Magazines, periodicals, glossies or serials are publications, generally published on a regular schedule, containing a variety of articles, generally financed by advertising, by a purchase price, by pre-paid magazine subscriptions, or all three. Magazines can be distributed through the mail; through sales by newsstands, bookstores or other vendors; or through free distribution at selected pick up locations. Magazines are distributed into three categories: paid circulation, free circulation and controlled circulation. Paid circulation is when a magazine is published to a paid audience. Free circulation is when a magazine is distributed for free. Controlled circulation is an insider magazine or industry-based magazine where it is distributed to only those who qualify. In the library technical sense a "magazine" paginates with each issue starting at Page 1.[1] Academic or professional publications that are not peer-reviewed are generally professional magazines.[2]

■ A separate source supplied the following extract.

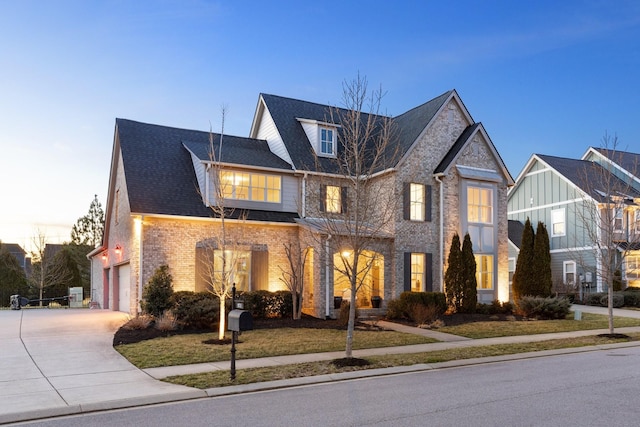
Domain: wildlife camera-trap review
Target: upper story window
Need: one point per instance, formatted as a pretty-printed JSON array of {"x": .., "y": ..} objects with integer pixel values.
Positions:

The Gentleman's Magazine, first published in 1731, in London, is considered to have been the first general-interest magazine. Edward Cave, who edited The Gentleman's Magazine under the pen name "Sylvanus Urban", was the first to use the term "magazine", on the analogy of a military storehouse of varied materiel, originally derived from the Arabic makhazin "storehouses".[3]

The oldest consumer magazine still in print is The Scots Magazine, which was first published in 1739, though multiple changes in ownership and gaps in publication totaling over 90 years weaken that claim. Lloyd's List was founded in Edward Lloyd’s England coffee shop in 1734; it is still published as a daily business newspaper.